Some blessings are said with eyes closed. This one was said with eyes wide open. The servant has just discovered that the girl who watered his ten camels is also the grand-niece of his master, a daughter of the very household Abraham sent him to find. And he bows, there at the well, and speaks a line of praise Targum Pseudo-Jonathan preserves with surgical precision (Genesis 24:27).
"Blessed be the Name of the Lord, the God of my master Abraham, who hath not restrained His mercy and His truth from my master." The Targum pairs two words — chesed v'emet, mercy and truth — and refuses to let them drift apart. Mercy is the extravagant gift. Truth is the kept promise.
The servant understood the difference. Mercy would have been finding any suitable wife. Truth was finding this wife, from this family, because Abraham had sworn an oath against marrying Isaac into Canaanite lineage (Genesis 24:3).

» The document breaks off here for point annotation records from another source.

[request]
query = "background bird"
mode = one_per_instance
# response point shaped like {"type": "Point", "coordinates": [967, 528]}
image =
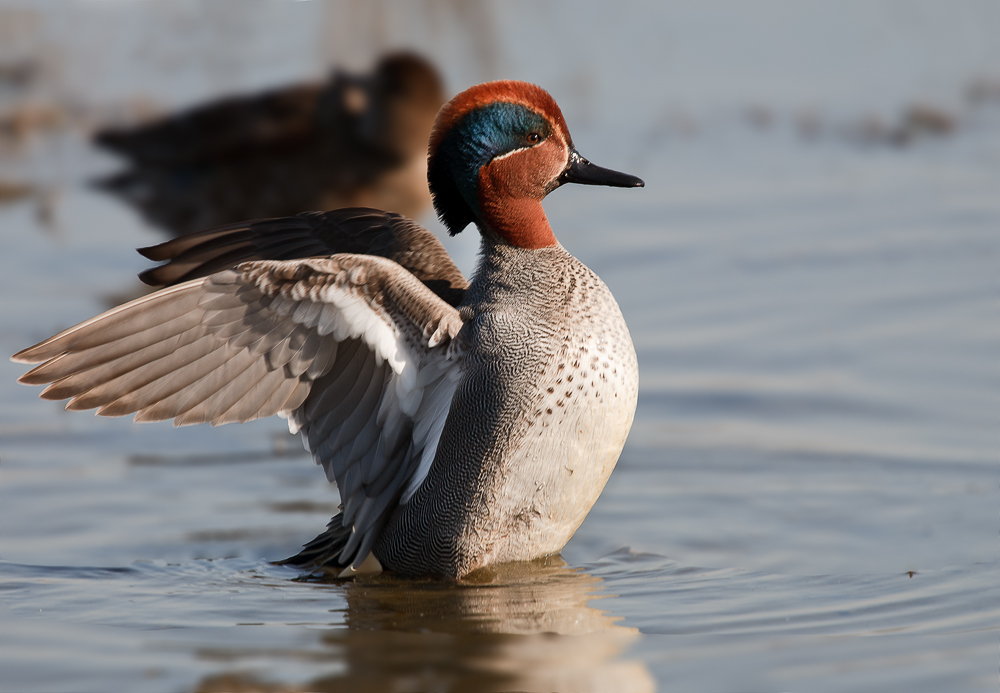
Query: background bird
{"type": "Point", "coordinates": [356, 140]}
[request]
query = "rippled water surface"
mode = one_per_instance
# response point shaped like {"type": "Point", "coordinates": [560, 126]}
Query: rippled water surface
{"type": "Point", "coordinates": [809, 498]}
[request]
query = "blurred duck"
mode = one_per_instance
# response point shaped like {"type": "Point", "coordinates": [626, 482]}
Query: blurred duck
{"type": "Point", "coordinates": [353, 141]}
{"type": "Point", "coordinates": [465, 424]}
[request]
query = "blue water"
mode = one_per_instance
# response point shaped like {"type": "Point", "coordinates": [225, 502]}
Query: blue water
{"type": "Point", "coordinates": [809, 497]}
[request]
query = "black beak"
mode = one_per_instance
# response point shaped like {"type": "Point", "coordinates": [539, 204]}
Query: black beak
{"type": "Point", "coordinates": [582, 171]}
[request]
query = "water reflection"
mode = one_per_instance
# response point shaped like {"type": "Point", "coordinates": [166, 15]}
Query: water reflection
{"type": "Point", "coordinates": [525, 627]}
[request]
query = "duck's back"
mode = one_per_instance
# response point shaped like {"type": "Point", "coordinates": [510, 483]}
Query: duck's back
{"type": "Point", "coordinates": [537, 423]}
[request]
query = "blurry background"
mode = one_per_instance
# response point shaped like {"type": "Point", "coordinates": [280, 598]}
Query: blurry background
{"type": "Point", "coordinates": [810, 277]}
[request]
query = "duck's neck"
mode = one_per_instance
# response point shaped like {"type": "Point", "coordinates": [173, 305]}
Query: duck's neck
{"type": "Point", "coordinates": [520, 222]}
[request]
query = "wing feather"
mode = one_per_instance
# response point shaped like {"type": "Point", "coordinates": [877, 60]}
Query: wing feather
{"type": "Point", "coordinates": [357, 353]}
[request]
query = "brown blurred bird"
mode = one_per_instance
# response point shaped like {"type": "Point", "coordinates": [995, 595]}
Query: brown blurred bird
{"type": "Point", "coordinates": [351, 141]}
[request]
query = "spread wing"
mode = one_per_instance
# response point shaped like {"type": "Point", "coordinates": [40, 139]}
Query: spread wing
{"type": "Point", "coordinates": [358, 354]}
{"type": "Point", "coordinates": [312, 234]}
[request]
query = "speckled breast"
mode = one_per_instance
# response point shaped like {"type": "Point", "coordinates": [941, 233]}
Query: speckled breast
{"type": "Point", "coordinates": [537, 423]}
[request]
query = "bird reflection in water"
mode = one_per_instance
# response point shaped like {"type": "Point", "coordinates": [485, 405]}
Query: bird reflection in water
{"type": "Point", "coordinates": [520, 626]}
{"type": "Point", "coordinates": [354, 141]}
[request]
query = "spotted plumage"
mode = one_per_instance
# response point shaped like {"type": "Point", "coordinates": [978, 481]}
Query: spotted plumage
{"type": "Point", "coordinates": [465, 423]}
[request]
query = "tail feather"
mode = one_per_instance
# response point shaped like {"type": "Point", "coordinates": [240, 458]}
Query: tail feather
{"type": "Point", "coordinates": [324, 552]}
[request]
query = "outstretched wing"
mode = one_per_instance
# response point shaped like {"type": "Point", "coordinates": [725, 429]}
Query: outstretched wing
{"type": "Point", "coordinates": [359, 355]}
{"type": "Point", "coordinates": [311, 234]}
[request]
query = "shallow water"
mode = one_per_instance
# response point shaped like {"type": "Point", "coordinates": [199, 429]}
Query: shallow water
{"type": "Point", "coordinates": [808, 499]}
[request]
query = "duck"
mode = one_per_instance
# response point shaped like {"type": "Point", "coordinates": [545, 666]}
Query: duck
{"type": "Point", "coordinates": [354, 140]}
{"type": "Point", "coordinates": [465, 423]}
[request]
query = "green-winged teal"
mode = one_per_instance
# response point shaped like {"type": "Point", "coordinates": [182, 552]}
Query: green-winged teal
{"type": "Point", "coordinates": [465, 423]}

God had done both at once — the generous thing and the exact thing.
Notice the phrase that follows: "for the sake of his righteousness, in the right way hath the Lord led me to the house of my master's brother." The Targum gives the servant a theology in two clauses. First, Abraham's righteousness is the reason the road opened. Second, the road was straight the whole time — he only saw its straightness from the far end.
This is a prayer for people who look back on a hard journey and suddenly see the hand that steadied it. Say it when you arrive. Say it when you finally understand what you were being led toward.